The Cabinet yesterday approved plans to invest up to £60 million in the VHI as part of a restructuring which will transform it from a statutory board to a commercial semi-state company.
Details of the Government's White Paper containing the proposals were not released yesterday. However, it is believed the State will retain a majority stake in the new company, making the necessary equity investment to put it on a commercial footing. Provision will be made for private investment at a later date.
Community rating, where subscribers are not penalised for their age, will be protected. A modified version of risk equalisation is proposed, recognising a competitive market while ruling out "cherry picking" by health insurance companies.

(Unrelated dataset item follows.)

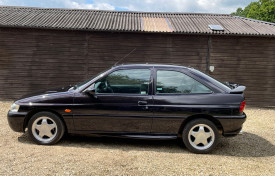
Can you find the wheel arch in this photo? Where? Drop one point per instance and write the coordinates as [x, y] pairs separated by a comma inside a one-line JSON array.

However, the proposals may be blocked by the European Commission if it decides the state subsidy is in breach of European competition law.
Officials from the Commission's Internal Market Directorate-General are believed to have had discussions with the Department of Health, the VHI and BUPA Ireland in recent weeks.
BUPA Ireland has already sought legal advice on the matter, but is awaiting the details of the White Paper before deciding whether or not it will take legal action.
Up to now the board's statutes required it to be self-financing and it was not required to build up reserves. However, its non-commercial ethos and legal restraints have hindered its operation, with ministerial approval required for every premium price change or product launch.
VHI chief executive Mr Oliver Tattan said the board was seeking commercial freedom and capitalisation from the new restructuring. The restraints it had operated under meant the market was under-developed and it wished to introduce a range of new insurance products.
The White Paper on health insurance is expected to be published within the next fortnight.